2018
22″x30″
Watercolor and ink
Collection of Alec Swink

2019
22″x30″
Watercolor and ink
Private collection

2018
22″x30″
Watercolor and ink
Courtesy of the artist

2016
22″x30″
Watercolor
Collection of Jacob and Nirmala Thomas
Michelle Sindha Thomas is a California-based writer and artist whose award-winning work contributes to international collections. She grew up in Chicago’s Riverview neighborhood and studied literature, drawing, painting, design, and art history, graduating with a BFA in Studio Art and Art Education. While teaching high school Visual Arts and English, she received her MLA from Washington University in St Louis, completed with interdisciplinary analyses of art, film, and literature—culminating in a publication entitled And Others: Pursuit of Individuality in Minority Creative Expression 1984-Present. She works in a variety of media and essays themes of memory, place, and identity.
Artist’s statement
My mother missed her people and her place and so decided to travel during her pregnancy, to leave the US and give birth in India. When I was exactly 30 days old, we flew thousands of miles away from the tropics to a bright, cold, Chicago spring.
The immigrant’s nature moves him. My parents were not of immigrant nature, yet, by chance, by circumstance they landed in the US. Once they landed, it’s true, they became movers, shakers, corporate gypsies, but only because they were searching for a fit; they were like puppies, circling, circling, circling, trying to find a comfortable spot in the world for our family. I am not of immigrant nature, though I also keep shifting restlessly.
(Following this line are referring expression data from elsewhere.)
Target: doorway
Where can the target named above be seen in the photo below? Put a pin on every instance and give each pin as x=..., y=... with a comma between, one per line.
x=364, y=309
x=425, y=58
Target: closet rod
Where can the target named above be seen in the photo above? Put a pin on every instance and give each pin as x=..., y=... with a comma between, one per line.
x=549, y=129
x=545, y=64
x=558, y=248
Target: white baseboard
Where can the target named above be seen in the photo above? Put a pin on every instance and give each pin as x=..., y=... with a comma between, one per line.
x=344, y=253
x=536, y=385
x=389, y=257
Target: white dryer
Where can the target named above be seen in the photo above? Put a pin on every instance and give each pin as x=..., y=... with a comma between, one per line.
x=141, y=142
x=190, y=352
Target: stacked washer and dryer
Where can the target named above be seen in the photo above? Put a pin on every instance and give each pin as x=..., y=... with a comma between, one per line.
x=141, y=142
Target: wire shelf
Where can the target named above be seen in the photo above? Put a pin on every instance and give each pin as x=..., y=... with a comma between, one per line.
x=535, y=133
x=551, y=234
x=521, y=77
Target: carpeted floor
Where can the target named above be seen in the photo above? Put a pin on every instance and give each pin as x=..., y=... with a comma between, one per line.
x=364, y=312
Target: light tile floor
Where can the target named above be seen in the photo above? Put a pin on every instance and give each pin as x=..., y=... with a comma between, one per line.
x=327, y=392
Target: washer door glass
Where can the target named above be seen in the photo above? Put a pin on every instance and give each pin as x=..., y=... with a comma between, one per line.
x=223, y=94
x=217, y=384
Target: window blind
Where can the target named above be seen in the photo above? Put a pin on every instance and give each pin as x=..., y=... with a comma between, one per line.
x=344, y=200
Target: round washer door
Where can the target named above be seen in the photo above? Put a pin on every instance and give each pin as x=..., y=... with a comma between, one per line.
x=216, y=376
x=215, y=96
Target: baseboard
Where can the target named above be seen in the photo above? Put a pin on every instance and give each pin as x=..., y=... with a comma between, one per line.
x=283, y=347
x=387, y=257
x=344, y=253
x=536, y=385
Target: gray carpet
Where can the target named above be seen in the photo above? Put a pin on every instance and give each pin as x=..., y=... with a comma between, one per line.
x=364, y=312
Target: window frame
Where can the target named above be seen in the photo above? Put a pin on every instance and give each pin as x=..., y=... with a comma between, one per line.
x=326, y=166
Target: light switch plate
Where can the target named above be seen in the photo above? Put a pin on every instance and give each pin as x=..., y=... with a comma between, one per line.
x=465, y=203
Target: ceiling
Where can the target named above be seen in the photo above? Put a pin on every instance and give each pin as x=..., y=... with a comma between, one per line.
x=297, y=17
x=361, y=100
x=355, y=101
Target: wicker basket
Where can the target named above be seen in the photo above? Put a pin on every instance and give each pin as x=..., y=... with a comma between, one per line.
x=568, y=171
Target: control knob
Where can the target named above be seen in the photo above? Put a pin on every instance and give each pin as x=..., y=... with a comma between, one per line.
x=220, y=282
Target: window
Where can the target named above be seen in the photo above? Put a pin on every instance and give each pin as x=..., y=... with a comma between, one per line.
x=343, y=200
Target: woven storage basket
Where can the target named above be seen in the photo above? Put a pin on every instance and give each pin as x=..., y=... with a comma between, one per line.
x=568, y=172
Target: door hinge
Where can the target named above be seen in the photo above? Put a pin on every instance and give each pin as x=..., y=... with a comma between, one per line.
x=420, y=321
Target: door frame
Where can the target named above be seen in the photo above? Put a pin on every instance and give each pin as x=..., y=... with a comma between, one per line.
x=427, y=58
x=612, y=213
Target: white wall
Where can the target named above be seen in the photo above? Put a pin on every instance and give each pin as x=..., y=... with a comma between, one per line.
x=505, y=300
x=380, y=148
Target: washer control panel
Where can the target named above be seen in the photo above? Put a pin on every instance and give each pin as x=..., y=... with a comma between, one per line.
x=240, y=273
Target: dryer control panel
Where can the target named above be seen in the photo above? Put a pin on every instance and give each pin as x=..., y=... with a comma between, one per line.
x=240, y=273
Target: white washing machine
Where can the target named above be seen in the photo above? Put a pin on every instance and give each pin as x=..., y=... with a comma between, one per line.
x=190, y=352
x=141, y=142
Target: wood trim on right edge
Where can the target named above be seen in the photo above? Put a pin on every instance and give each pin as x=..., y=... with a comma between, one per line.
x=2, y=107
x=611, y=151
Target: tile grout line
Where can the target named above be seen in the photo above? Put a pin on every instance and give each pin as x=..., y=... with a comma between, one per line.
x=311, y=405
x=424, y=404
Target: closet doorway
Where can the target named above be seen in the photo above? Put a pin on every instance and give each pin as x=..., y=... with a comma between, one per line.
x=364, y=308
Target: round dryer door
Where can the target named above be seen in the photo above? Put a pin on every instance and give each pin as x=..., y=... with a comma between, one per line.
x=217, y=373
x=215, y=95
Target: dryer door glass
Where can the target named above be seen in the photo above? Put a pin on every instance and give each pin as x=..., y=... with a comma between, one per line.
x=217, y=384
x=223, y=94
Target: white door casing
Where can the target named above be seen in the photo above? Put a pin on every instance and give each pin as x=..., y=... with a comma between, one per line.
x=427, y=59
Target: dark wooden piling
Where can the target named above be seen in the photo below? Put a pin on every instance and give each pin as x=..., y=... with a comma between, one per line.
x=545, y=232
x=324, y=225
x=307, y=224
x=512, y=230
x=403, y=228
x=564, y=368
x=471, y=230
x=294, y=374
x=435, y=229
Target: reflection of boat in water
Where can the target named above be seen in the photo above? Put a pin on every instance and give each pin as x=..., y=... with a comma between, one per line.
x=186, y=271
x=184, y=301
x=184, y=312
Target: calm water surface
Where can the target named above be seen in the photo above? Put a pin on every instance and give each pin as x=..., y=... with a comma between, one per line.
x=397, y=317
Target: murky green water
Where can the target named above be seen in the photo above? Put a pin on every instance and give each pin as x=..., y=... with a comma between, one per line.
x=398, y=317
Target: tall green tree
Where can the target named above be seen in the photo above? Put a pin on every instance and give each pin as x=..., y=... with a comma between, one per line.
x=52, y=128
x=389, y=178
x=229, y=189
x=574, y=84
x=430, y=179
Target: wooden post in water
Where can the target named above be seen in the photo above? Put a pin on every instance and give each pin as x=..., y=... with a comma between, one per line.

The immigrant seeks opportunity; I look for something that feels like home, a place of heat and a place of cold, I look for people who understand, search for foods that taste like an Indian-Chicagoan childhood, glazed strawberries and marzipan tart, a neighborhood enveloped in the scent of Brach’s butterscotch by night. This is why restlessness remains my constant and why I seek to delineate that place, to have what the children of immigrants never really have, a place called HOME.
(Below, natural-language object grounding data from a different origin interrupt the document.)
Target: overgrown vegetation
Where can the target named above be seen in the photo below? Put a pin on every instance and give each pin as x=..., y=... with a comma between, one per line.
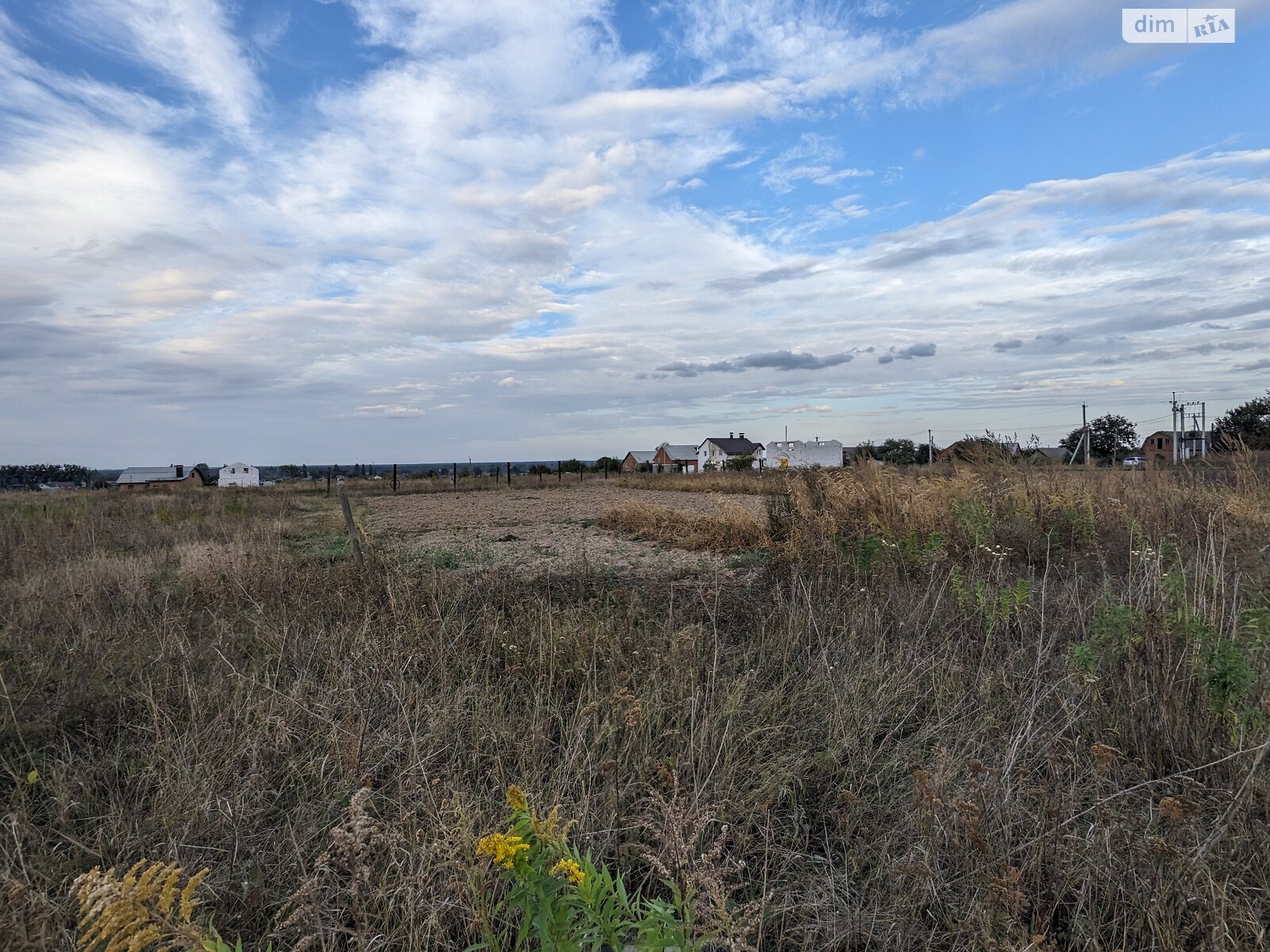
x=1003, y=708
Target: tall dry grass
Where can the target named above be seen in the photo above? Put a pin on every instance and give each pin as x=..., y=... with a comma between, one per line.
x=994, y=710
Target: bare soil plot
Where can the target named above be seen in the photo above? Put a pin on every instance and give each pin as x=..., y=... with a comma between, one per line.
x=537, y=528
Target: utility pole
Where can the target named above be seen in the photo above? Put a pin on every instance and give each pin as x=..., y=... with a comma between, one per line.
x=1174, y=405
x=1085, y=425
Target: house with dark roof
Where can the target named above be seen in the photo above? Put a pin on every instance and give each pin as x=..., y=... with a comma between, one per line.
x=676, y=457
x=175, y=476
x=638, y=461
x=714, y=452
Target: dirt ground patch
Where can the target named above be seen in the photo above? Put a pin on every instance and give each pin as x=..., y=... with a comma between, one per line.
x=540, y=528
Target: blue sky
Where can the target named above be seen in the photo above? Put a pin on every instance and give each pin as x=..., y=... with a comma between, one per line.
x=394, y=228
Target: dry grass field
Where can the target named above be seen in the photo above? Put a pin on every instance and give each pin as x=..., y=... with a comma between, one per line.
x=552, y=528
x=870, y=708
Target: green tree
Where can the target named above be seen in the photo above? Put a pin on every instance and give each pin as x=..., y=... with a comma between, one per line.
x=864, y=451
x=1248, y=424
x=1110, y=437
x=901, y=452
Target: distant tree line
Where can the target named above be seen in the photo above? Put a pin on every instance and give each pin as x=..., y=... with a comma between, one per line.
x=31, y=475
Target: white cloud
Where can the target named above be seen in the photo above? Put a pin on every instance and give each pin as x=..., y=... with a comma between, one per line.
x=190, y=41
x=491, y=207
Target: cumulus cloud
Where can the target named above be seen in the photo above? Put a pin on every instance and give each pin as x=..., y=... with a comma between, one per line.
x=381, y=251
x=907, y=353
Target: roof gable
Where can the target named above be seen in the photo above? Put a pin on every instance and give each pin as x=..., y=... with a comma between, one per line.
x=733, y=446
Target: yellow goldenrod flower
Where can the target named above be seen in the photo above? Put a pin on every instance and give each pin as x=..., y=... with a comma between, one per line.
x=502, y=848
x=571, y=871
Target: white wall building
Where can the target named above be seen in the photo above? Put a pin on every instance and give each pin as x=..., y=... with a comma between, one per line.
x=800, y=454
x=239, y=475
x=715, y=452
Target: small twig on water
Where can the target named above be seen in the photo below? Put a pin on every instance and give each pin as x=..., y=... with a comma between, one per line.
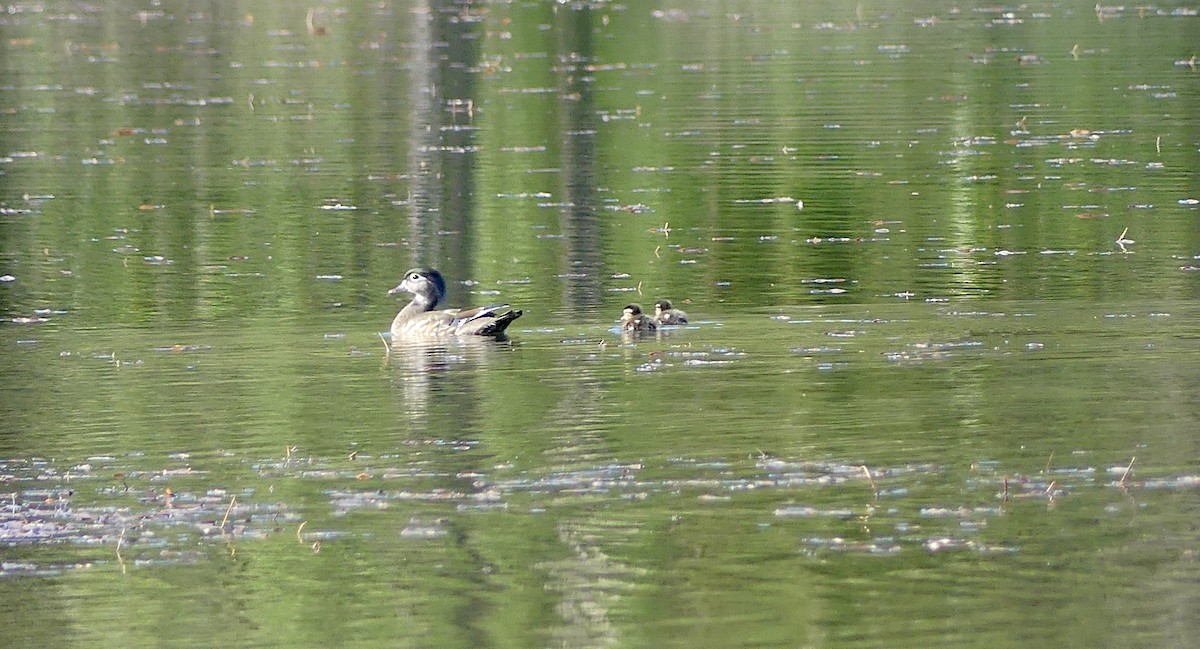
x=1121, y=482
x=875, y=490
x=226, y=518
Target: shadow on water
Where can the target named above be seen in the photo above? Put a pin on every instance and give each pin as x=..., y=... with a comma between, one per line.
x=579, y=220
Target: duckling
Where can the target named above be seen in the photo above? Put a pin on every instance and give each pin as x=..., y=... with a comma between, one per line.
x=633, y=319
x=667, y=316
x=419, y=318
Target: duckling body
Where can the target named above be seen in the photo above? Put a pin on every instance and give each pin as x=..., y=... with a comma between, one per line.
x=419, y=318
x=633, y=319
x=665, y=314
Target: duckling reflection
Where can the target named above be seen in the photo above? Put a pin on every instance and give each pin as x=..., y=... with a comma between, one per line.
x=419, y=319
x=665, y=314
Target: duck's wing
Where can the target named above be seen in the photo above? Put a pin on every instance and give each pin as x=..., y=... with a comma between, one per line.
x=465, y=316
x=485, y=320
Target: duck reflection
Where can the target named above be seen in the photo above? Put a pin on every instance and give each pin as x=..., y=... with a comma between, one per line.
x=437, y=376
There exists a place maybe I should call home. At the extremity of a continent, on the tip of a peninsula, there, where I was born, where my parents were born, my grandparents, and their parents were born—Kerala, an enclave of coconut palms and sassy wisecrackers and humble heroes. When we visit, I feel nearly whole; we drink the water the dinosaurs and our great-great-great-great grandparents drank.
The grass is always greener on the other side. I keep forgetting.
I feel most at home in airports. The world is a big house, and the countries are rooms, and we can always go back. And forth.
My watercolor collections represent a sense of place, addressing themes of an identity between cultures in which imagery from childhood, portraits of the melancholic and the joyous and the fearless, cityscapes and earthy vignettes fuse to express my existence and craving for home. Art creates meaning where none previously existed.